Schoeneberger, C., Northwestern University
Zhang, J., Northwestern University
McMillan, C., National Renewable Energy Laboratory
Kurup, P., National Renewable Energy Laboratory
Xi, W., National Renewable Energy Laboratory
Masanet, E., Northwestern University
Margolis, R., National Renewable Energy Laboratory
Renewable energy integration in energy-consuming sectors is essential for addressing global sustainability challenges, notably those linked to air pollution, resource conservation, and climate change. In recent years, despite short periods of stagnant growth, energy-related global carbon dioxide emissions remain at their highest levels, making decarbonization pathways even more urgent and necessary at a large scale. Transitioning to clean energy technologies in the industrial sector is critical since it has the highest energy consumption among the major energy-consuming sectors worldwide. Due to its diversity and complexity, the industrial sector has seen slower technology adoption than other sectors, yet decarbonizing industry remains an essential step toward achieving low-carbon production systems.

In the U.S., the vast majority of energy use in the industrial sector is associated with industrial process heat (IPH). In total, IPH amounts to 8% of U.S. primary energy use and relies predominantly on the combustion of fossil fuels, such as natural gas, coal, and oil, to meet process heat energy demand.

With the emergence of increasingly cost-effective and efficient solar technologies, solar for industrial process heat (SIPH) is gaining renewed attention as an alternative method for industrial heat production.
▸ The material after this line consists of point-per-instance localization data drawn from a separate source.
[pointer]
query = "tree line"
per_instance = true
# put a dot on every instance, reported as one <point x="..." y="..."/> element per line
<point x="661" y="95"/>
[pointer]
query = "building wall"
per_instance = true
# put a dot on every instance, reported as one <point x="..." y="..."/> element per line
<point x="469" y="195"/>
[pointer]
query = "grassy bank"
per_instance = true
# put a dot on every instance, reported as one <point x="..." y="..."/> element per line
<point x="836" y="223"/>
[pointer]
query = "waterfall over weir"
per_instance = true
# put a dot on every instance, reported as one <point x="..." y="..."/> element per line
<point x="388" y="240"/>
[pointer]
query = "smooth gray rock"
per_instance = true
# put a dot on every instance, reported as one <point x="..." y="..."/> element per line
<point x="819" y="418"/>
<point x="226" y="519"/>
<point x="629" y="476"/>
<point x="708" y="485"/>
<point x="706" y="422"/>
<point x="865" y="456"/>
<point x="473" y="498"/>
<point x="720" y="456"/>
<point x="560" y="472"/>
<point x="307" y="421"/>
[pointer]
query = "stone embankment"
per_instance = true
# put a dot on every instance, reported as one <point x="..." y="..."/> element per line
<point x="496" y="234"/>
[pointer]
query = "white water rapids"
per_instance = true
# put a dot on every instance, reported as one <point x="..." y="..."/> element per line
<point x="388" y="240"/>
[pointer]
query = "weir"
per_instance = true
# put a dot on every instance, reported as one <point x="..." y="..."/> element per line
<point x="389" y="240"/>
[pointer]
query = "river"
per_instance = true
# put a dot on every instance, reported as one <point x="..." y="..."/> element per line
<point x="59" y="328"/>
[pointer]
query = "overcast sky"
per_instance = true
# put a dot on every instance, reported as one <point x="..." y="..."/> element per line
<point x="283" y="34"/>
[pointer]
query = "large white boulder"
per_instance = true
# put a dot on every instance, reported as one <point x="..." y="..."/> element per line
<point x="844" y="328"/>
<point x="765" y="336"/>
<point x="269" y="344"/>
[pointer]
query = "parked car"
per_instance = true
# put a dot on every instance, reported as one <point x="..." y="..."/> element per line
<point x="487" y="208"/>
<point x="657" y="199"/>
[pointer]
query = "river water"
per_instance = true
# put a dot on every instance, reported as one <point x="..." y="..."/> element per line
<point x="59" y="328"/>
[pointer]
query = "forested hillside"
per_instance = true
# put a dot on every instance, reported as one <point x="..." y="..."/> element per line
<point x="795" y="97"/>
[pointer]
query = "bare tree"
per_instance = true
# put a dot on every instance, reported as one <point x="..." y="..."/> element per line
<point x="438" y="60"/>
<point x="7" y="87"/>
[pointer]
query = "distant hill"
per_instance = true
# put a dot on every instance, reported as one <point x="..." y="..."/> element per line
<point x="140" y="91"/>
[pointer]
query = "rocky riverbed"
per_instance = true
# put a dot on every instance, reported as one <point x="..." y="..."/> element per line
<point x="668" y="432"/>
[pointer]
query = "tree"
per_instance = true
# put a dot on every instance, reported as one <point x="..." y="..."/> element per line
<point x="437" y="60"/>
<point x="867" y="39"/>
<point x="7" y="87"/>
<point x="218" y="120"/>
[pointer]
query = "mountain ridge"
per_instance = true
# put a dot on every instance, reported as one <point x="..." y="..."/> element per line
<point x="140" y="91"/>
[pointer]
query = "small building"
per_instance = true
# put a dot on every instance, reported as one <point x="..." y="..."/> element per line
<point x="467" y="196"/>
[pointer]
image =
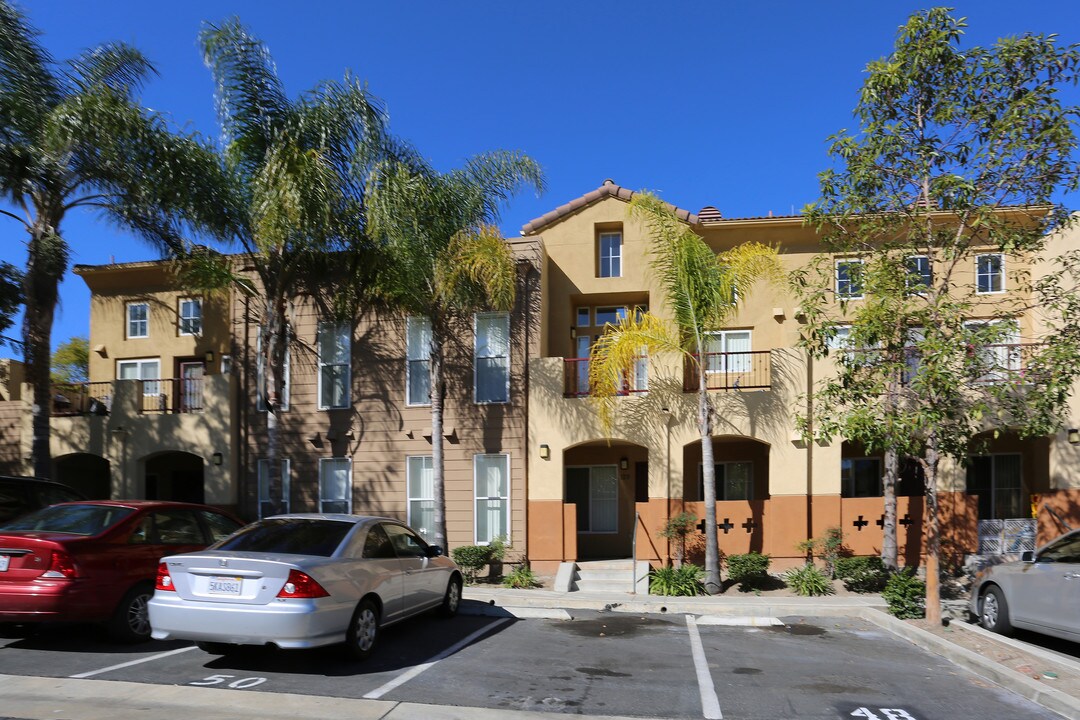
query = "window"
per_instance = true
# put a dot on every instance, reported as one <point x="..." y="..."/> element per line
<point x="261" y="380"/>
<point x="264" y="479"/>
<point x="849" y="280"/>
<point x="190" y="316"/>
<point x="138" y="320"/>
<point x="418" y="361"/>
<point x="728" y="351"/>
<point x="420" y="479"/>
<point x="142" y="369"/>
<point x="860" y="477"/>
<point x="493" y="497"/>
<point x="610" y="246"/>
<point x="734" y="480"/>
<point x="335" y="485"/>
<point x="989" y="273"/>
<point x="491" y="382"/>
<point x="919" y="273"/>
<point x="335" y="351"/>
<point x="595" y="492"/>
A broad range of solar thermal and electric heating technologies can be used for process heating, and our work provides analyses that assess these technologies to determine the technical and economic potential of SIPH in U.S. manufacturing industries.

This national analysis, which has been conducted by researchers at the National Renewable Energy Laboratory and Northwestern University, specifically evaluates:

  • the thermal energy demand of IPH that can be provided by a collection of solar technologies, for all manufacturing industries and regions in the U.S., at an hourly basis; and associated fuel savings
  • methods for developing and applying a cost comparison framework for conventional IPH and SIPH systems with industry-relevant metrics, such as levelized cost of heat and payback period
  • persisting data gaps in industrial energy usage and barriers to SIPH adoption

The presentation will provide a critical synthesis of our findings, with a focus on the technical potential analysis, where process-level thermodynamic models were integrated with national energy use and technical equipment data to estimate achievable fossil fuel savings. To this end, we developed a model that evaluates thermal energy demand and solar energy supply on a spatial temporal scale, accounting for the effect of variable demand and the addition of thermal energy storage.

We will also discuss identified barriers, both technical and economic, that must be overcome to promote future adoption, and suggest a research agenda for addressing those barriers moving forward.